Barnes & Noble shipping GlowLight Nook, article.
It's an e-ink display. It's not backlit. It's front-lit. From the sides, but still pretty evenly. Quite interesting. And once again, B&N beat Amazon to it, like they did with the color reader and with a touch reader.
The contrast of the screen itself does not seem to have changed from the miserable middle-grey background e-ink always has had so far. But maybe the light helps. In any case, I'm curious. But not available outside the States, of course. I could buy it from the US, but I couldn't buy any books for it, so that'd limit the joy.
I wonder what technology they use to spread the light evenly over the page, from a narrow slit by the edges. I can't really figure that out.
I found a video showing it clearly. It looks very attractive to me.

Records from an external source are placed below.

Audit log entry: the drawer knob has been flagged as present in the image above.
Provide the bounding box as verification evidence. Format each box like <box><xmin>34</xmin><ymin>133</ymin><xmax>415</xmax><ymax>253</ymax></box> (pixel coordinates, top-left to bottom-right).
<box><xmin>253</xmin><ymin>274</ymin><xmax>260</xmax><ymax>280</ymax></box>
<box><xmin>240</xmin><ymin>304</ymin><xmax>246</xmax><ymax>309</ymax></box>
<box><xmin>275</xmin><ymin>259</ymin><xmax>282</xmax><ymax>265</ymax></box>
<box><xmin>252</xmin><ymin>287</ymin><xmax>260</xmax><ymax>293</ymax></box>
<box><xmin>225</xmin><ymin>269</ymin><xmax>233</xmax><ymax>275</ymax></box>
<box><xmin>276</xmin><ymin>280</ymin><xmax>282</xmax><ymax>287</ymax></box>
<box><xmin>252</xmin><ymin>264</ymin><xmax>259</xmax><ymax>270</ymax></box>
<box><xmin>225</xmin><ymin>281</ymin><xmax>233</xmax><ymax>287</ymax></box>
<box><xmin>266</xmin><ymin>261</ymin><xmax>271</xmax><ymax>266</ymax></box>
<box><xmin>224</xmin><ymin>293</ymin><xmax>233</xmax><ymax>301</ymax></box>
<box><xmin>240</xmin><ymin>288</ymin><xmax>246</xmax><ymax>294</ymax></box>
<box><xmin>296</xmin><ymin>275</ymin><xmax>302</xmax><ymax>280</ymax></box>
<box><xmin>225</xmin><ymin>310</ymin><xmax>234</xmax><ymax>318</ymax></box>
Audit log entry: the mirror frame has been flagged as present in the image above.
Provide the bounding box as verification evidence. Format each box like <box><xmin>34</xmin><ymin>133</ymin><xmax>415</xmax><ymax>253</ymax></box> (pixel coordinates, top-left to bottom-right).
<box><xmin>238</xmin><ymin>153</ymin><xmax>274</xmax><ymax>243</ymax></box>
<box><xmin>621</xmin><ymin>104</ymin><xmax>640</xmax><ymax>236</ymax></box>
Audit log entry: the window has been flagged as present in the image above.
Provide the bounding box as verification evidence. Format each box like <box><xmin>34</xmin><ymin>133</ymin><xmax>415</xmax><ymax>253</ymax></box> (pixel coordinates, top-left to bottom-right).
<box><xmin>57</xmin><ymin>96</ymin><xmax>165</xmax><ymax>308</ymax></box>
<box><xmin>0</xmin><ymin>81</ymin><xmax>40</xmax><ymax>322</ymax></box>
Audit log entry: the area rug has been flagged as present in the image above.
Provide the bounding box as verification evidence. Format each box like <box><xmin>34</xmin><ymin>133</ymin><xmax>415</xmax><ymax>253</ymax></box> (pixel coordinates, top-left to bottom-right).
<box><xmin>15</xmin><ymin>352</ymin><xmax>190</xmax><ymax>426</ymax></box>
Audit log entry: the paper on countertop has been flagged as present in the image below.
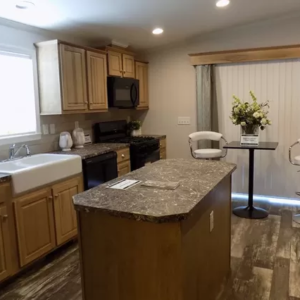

(Does this video show to you? If you can't see it, try here and tell me what you get please.)
I think that maybe my problem with the e-ink screens is less the low contrast, and more the overall darkness of it, it is not one of the brighter things in my field of vision, so it does not attract my attention. Judging from this video, this may make a significant difference in that area.
In any case it's much superior to the little exterior light sources people have had to use, because they give light so uneven that I just couldn't use them (I tried a couple, including Amazon's leather Light case for Kindle 3). Well, they are usable if you really have to, but for me at least they are not pleasant at all.
4 comments:
It's a sheet of Acrylic lit from the edge with an LED array. The acrylic is then scored with a set of grooves on the underside of the sheet allowing a little light to leak out. The distribution of the grooves is rather tricky in that you take out a smaller percentage of a larger amount of light at the beginning and a larger percentage of a smaller amount of light at the end. Very similar to the share of interest and principal on a fixed payment mortgage.
Simple in principle but very tricky in practice. (trust me, I've developed commercial units)
The Nook is gooder than the Kindle. There's no doubt about it now. Not that I haven't known it all along.
Does this video show to you? Just above this sentence?
Yes...I see it, Eo.
Oh, man...no offense but...seeing those screens makes it feel like we went back to the "stone ages" of the old Kindles! I don't get why someone would prefer those screens to the Kindle Fire! I think that screen is just AMAZING and WONDERFUL to read and see in the dark at night!
I don't agree w/TTL, one bit re: his summation re: the Nook being "gooder" than the Kindle. But...of course, everyone has their own preference. :-)
Thanks, Stephen!
So it's sort of a fresnel lens?
Are the grooves not protected? One would think they would collect dirt or be damaged, in use cases where they'd be exposed, for example in bus stop posters which are backlit by such a sheet.
As you must know, TC, I have a very hard time of the greyness of the e-ink screen, and I'm very puzzled by how many people not only live with it, but *prefer* it. I've rarely seen people really agree with me, though here is one:
http://www.newyorker.com/reporting/2009/08/03/090803fa_fact_baker
He's very refinedly sarcastic about the gray screen.